レスポンシブ ウェブ デザインが導入されると、デベロッパーは width
と height
を省略し、代わりに CSS を使用して画像のサイズを変更するようになりました。
img {
width: 100%; /* or max-width: 100%; */
height: auto;
}
ただし、画像サイズが指定されていないため、ブラウザが画像のダウンロードを開始してサイズを決定できるようになるまで、領域は割り当てられません。画像が読み込まれると、テキストがページ下に移動してスペースが確保されるため、ユーザーが混乱し、不満を感じます。
ここで重要なのがアスペクト比です。画像のアスペクト比は、画像の幅と高さの比率です。2 つの数値をコロンで区切って表するのが一般的です(例: 16:9、4:3)。アスペクト比が x:y の場合、画像は x 単位の幅、y 単位の高さになります。
つまり、一方のディメンションがわかればもう一方も特定できます。アスペクト比が 16:9 の場合:
- puppy.jpg の高さが 360 ピクセルの場合、幅は 360 x (16 / 9) = 640 ピクセルです。
- puppy.jpg の幅が 640 ピクセルの場合、高さは 640 x (9 / 16) = 360 ピクセルです。
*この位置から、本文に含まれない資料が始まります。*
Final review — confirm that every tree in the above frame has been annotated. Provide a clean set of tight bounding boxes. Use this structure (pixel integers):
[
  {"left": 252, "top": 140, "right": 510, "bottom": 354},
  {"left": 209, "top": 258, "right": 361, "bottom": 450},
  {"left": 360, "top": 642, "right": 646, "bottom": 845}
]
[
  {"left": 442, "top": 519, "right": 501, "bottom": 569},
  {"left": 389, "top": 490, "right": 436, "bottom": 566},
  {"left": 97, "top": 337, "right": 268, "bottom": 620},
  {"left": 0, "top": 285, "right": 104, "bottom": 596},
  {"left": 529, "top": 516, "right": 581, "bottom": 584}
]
画像のアスペクト比を把握することで、ブラウザは高さと関連領域に十分なスペースを計算して予約できます。
画像サイズの設定に関する最新のベスト プラクティス
最新のブラウザでは、画像の width
属性と height
属性に基づいて画像のデフォルトのアスペクト比が設定されているため、これらの属性を画像に設定し、上記の CSS をスタイルシートに含めることで、レイアウトの移動を防ぐことができます。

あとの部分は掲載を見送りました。